Had Richard Hutchinson won, I’d have been in agreement, as his drawing was flawless and, frankly, left me in awe. But, in my opinion it was a finished rendering, not a sketch, though stunningly executed. It’s funny that Adrian Baynes looked like the favourite as we all shortlisted him but in the end he was third, in my opinion, for the reason you mentioned, it is a presentation drawing.

I take the point about the preciseness of Paul Middleton’s lines but for me, a sketch is not about quickness at all, it’s about observation, done on the spot, on the site and in real time. As fas as I’m concerned, Middleton’s work meets my definition of a sketch better.

The other judges may have all come to separate conclusions. It comes down also to subjective opinion, a drawing that just gets you, reaches the parts where other drawings can’t reach.

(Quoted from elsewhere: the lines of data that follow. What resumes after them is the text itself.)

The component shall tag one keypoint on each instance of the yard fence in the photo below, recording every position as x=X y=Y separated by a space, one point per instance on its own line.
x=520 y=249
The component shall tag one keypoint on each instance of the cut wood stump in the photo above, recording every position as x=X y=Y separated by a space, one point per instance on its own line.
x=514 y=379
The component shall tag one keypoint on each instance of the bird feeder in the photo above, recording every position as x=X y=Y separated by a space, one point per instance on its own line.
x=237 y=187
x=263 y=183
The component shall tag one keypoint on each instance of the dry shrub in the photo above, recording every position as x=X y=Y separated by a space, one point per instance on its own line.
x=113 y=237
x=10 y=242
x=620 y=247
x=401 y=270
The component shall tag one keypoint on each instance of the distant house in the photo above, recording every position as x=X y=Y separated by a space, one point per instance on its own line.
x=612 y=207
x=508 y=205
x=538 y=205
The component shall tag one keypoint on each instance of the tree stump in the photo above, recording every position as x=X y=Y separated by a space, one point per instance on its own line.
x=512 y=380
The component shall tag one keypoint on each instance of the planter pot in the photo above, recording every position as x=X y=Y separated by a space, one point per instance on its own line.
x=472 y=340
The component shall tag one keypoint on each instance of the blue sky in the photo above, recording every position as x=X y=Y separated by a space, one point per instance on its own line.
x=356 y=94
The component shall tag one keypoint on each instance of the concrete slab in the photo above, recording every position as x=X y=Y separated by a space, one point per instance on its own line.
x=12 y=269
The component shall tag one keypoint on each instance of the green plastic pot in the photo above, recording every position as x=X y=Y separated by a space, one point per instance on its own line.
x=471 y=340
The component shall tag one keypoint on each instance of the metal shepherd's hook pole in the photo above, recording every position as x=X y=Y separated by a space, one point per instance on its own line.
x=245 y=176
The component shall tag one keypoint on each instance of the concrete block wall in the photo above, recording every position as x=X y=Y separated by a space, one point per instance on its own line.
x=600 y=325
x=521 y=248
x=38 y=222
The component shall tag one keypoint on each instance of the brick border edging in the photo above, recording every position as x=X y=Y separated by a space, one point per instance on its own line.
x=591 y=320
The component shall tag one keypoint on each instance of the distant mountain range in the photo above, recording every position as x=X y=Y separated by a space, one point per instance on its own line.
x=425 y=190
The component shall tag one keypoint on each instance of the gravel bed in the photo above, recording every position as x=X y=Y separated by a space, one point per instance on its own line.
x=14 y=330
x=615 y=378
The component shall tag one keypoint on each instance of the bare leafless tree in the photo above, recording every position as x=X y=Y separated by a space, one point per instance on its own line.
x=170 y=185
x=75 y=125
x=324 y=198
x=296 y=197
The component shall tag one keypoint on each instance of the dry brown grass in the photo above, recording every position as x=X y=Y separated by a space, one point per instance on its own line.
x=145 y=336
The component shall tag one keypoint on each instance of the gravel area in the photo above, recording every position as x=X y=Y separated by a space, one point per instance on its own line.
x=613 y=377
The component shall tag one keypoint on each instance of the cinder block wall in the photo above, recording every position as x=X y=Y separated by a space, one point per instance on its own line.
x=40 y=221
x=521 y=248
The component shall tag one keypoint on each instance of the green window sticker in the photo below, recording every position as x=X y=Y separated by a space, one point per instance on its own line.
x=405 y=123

It was a great debate, I enjoyed it and it has made me think about how we define sketch and drawing and I’m heartened that there are architects and students still interested enough in hand drawing for the competition to encourage 500 submissions. That, I think, has been the real success.

www.alandunloparchitects.com

Rory Olcayto

There’s a confidence in Paul Middleton’s work that shows that the artist understands how to compose an image on the page and how buildings fit together; how they are actually constructed. I also recognise the parts of the city he’s drawn, not through the iconic nature of the subject - he’s drawn ordinary, everyday stuff - but more by the look and feel of the townscape and materiality. These are the facades we see when we look out of train windows and see the backs of housing, or when we’re taking a shortcut. It may be everyday stuff, but it looks beautiful.

In the purest sense, Paul has sketched a facade (or two), probably on site, and that puts him above Adrian Baynes for me. Bayne’s drawing is very cool. You’d frame it. It feels classic. But it also feels like a presentation drawing, and doesn’t crackle with energy the way a winning sketch should do.

Richard Hutchinson’s work is intense, gorgeous, painstaking. It doesn’t quite show evidence of being truly special however - it’s just very, very good.

The artist is quite clearly talented, but this isn’t the best drawing they will do. A runner-up in my opinion.